President Barack Obama’s administration pledged to move ahead with proposed environmental regulations affecting utilities and manufacturers after pulling back smog rules, a Democratic lawmaker said.

After Obama quashed regulations to lower ozone limits, “I was told by people in the White House that they felt this would give them stronger grounds to stop Republicans who want to delay or postpone or eliminate” additional pollution-control proposals, Representative Henry Waxman, the ranking Democrat on the House Energy and Commerce Committee, said in an interview taped today for C-SPAN’s “Newsmakers,” which airs on Sundays.

“They are going to hold the line,” said Waxman, of California.

Obama told the Environmental Protection Agency on Sept. 2 that tighter standards on ozone, which causes smog, would impose unnecessary regulatory expenses on a weak U.S. economy. The ozone rule, which the White House estimated would cost $19 billion to $90 billion, was the most expensive under consideration by the administration.

The Business Roundtable, the National Association of Manufacturers and the U.S. Chamber of Commerce, the largest U.S. industry lobbying group, praised Obama’s action on ozone. Representatives of the groups met in August with White House Chief of Staff William Daley to complain about the costs.

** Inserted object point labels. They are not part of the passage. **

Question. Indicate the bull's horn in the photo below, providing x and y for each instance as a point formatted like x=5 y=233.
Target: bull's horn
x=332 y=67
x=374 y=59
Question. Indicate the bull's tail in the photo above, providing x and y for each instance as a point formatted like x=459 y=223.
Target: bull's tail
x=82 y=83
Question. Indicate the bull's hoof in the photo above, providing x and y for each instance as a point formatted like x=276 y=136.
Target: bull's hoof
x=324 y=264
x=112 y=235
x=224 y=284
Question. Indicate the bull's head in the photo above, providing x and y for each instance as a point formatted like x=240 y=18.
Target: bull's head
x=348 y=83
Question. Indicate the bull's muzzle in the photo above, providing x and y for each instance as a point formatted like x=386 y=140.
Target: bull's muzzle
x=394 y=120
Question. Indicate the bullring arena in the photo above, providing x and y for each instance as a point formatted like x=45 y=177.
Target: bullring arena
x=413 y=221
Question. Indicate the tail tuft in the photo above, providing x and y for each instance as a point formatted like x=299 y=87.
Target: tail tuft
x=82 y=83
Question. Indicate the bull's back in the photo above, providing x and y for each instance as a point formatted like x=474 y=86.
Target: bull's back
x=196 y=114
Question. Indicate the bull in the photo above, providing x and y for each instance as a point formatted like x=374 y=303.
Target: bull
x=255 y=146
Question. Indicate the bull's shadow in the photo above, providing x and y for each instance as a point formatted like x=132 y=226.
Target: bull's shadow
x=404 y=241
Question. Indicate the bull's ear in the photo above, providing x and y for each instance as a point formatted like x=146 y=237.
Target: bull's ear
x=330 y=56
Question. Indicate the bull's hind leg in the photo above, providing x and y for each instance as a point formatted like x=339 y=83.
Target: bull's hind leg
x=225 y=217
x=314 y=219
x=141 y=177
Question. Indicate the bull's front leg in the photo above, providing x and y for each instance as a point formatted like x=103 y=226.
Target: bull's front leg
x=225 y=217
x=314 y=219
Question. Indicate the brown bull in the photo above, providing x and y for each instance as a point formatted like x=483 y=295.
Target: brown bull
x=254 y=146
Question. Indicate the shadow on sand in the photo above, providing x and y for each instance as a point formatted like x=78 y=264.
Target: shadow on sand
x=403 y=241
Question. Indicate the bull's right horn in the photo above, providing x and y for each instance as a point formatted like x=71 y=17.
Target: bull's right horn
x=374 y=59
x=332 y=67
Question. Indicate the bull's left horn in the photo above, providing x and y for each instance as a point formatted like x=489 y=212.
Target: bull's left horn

Up next on the EPA’s agenda are rules designed to cut emissions from coal-fired power plants, cement factories and industrial boilers used by many industries, including paper manufacturing and hospitals.

“As the president has made clear, the administration will continue to take steps to defend the authority of the Clean Air Act and the important progress we have made to protect the air we breathe,” Clark Stevens, a White House spokesman, said in an e-mail.

Delaying Measures

The Republican leadership in the House of Representatives has promised to delay or derail implementation of six air- pollution standards.

A subcommittee of the House Energy and Commerce Committee approved legislation this week that would postpone the cement- plant and boiler regulations. The entire committee is scheduled to vote on it next week and will also hold a hearing on regulatory processes with EPA Administrator Lisa Jackson.

The full House is scheduled to vote next week on a measure that would subject all EPA rules to an independent economic assessment.

Waxman said that none of those measures would become law because the Senate is unlikely to take them up, “and if they get to the president, I expect him to veto them,” he said.

The EPA didn’t respond to e-mails requesting comment.